En fait, pour le M5S, le train à grande vitesse Lyon-Turin présente deux défauts majeurs. D’abord, il concerne le nord du pays, déjà richement doté et jalousé par le sud, où la formation politique réalise ses meilleurs scores. Ensuite, le projet va à l’encontre de la « décroissance heureuse » que le mouvement prône depuis ses débuts. Pourtant, celle-ci est déjà là.

L’Italie, qui n’a toujours pas retrouvé son PIB d’avant la crise de 2008, est entrée en récession au second semestre de 2018, tandis que l’année 2019 ne s’annonce guère meilleure. La coalition, qui a déjà dû revoir à la baisse ses ambitions en matière de dépenses publiques, afin de respecter ses engagements européens, pourrait être obligée de renoncer de nouveau à certaines parties de son programme, faute de recettes publiques suffisantes.

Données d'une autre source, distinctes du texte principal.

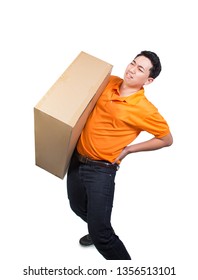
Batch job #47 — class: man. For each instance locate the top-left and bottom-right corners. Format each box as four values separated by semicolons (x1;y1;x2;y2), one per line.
67;51;173;260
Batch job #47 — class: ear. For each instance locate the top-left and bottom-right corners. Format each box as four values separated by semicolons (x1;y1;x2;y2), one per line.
144;77;154;85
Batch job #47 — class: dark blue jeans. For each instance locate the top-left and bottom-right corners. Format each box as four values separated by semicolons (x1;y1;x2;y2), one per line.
67;154;131;260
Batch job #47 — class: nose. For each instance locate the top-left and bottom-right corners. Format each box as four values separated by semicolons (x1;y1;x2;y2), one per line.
129;65;136;74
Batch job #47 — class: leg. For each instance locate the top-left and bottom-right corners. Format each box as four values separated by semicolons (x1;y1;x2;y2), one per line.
81;165;131;260
67;155;87;222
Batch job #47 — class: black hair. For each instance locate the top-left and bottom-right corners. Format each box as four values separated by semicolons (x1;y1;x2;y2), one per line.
135;51;162;79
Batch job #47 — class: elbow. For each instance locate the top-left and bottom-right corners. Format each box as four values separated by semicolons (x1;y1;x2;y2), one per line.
165;133;173;147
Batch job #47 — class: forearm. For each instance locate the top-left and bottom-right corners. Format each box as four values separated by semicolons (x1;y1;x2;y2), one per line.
126;134;172;153
114;133;173;163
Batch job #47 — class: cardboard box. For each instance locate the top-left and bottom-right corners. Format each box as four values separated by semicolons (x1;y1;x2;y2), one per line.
34;52;112;179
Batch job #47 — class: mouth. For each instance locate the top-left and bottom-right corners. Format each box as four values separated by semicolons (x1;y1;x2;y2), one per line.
126;72;133;79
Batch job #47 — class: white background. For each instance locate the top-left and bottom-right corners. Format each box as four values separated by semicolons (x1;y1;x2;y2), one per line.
0;0;198;280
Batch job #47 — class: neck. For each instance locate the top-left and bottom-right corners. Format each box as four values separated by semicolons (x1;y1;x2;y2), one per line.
120;83;140;96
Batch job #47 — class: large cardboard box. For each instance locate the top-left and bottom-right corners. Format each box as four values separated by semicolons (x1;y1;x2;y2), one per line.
34;52;112;179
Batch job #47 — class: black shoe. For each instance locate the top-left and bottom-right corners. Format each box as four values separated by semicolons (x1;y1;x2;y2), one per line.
79;234;93;246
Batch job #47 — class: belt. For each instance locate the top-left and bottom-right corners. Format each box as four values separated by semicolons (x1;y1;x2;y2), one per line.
76;152;120;171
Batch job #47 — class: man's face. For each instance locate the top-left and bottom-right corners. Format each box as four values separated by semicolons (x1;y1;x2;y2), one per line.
124;56;153;88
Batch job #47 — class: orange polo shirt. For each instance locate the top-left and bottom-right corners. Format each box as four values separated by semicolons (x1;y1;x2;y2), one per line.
77;76;170;162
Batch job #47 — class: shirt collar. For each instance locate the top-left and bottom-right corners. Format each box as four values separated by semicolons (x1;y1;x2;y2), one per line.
111;81;144;105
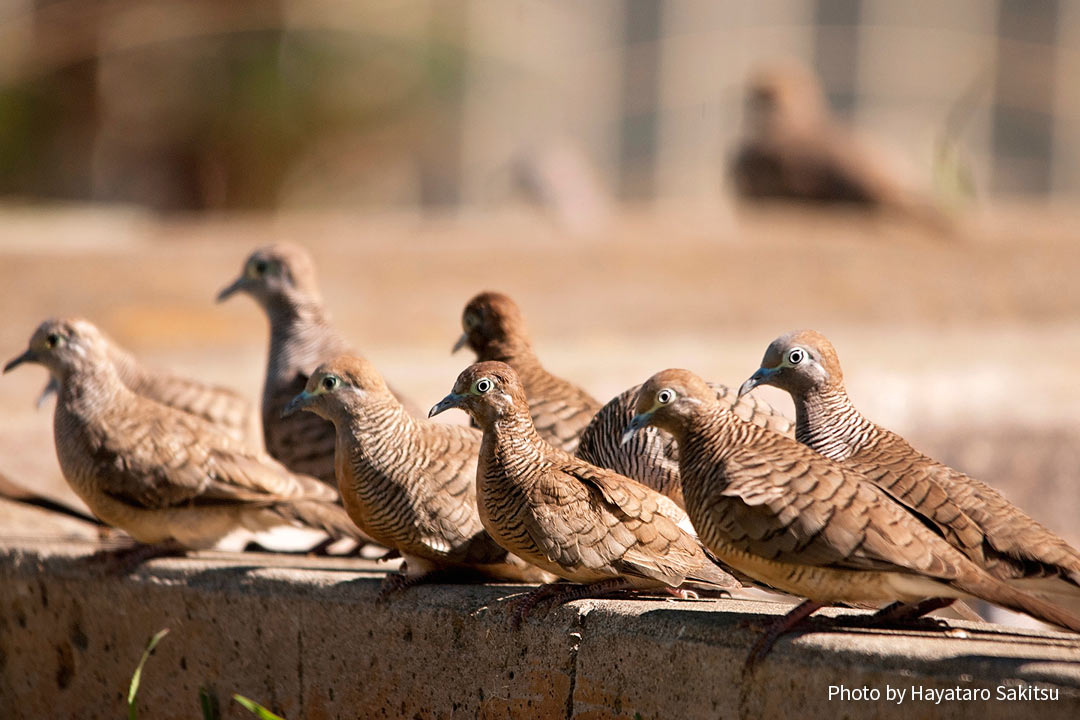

Cette panne de croissance constitue l’un des principaux maux de l’économie transalpine, dont découlent tous les autres : chômage endémique, productivité en berne et surtout surendettement public. Dans ce contexte, renoncer à un projet comme le Lyon-Turin paraît difficilement justifiable, alors que le pays a un besoin urgent de relancer son économie, sans compter que l’arrêt du chantier obligerait l’Italie à rembourser les financements européens déjà versés. Car, on a eu tendance à l’oublier ces derniers temps à Rome, l’Europe peut aussi avoir des vertus.